Question 1. Does there exist an abelian variety $A$ over ${{\mathbb{C}}}$ of dimension two with ${\mathrm{End\,}} A\simeq \Lambda$ ?
I expect the answer "no". Note that I want the endomorphism ring to be exactly $\Lambda$, not just contain $\Lambda$. In particular, my abelian variety should be simple.
Question 2. Does there exist an abelian variety $A$ over ${{\mathbb{C}}}$ of dimension four with ${\mathrm{End\,}} A\simeq \Lambda$ ?

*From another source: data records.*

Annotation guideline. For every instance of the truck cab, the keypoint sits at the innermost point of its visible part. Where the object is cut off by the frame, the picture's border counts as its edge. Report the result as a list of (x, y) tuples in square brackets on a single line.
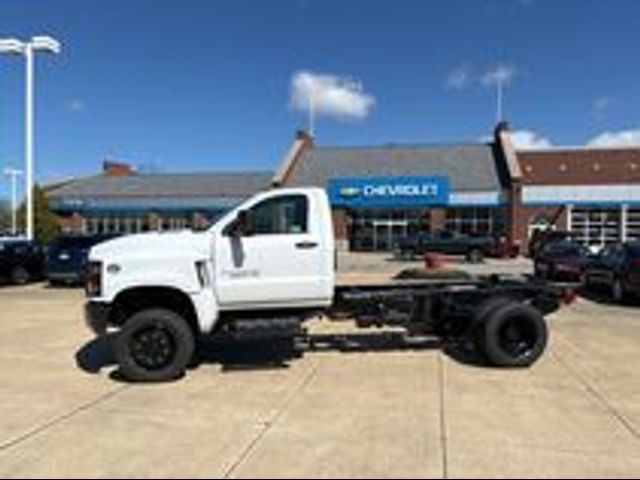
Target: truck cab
[(273, 253)]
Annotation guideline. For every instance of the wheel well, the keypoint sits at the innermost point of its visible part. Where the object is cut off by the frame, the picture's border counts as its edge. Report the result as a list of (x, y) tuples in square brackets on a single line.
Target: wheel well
[(130, 302)]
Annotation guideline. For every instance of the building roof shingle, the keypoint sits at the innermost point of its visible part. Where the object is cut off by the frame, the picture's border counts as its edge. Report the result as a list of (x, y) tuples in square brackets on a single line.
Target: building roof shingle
[(468, 167)]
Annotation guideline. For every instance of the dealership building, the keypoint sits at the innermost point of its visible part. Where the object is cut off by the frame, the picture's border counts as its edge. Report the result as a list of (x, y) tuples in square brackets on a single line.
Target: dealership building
[(381, 193)]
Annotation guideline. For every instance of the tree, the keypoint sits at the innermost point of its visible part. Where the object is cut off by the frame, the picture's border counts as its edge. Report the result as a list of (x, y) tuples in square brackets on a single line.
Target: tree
[(46, 228)]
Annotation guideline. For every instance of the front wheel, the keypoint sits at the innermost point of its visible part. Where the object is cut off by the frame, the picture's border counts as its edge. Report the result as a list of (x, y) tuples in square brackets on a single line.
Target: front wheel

I expect the answer "yes".
Question 3. Is it possible to find an abelian variety $A$ over ${{\mathbb{C}}}$ of dimension 2 or 4 with ${\mathrm{End\,}} A\simeq \Lambda$ and such that $A$ is definable (without endomorphisms) over a small number field, say over ${{\mathbb{Q}}}(i)$ or even over ${{\mathbb{Q}}}$?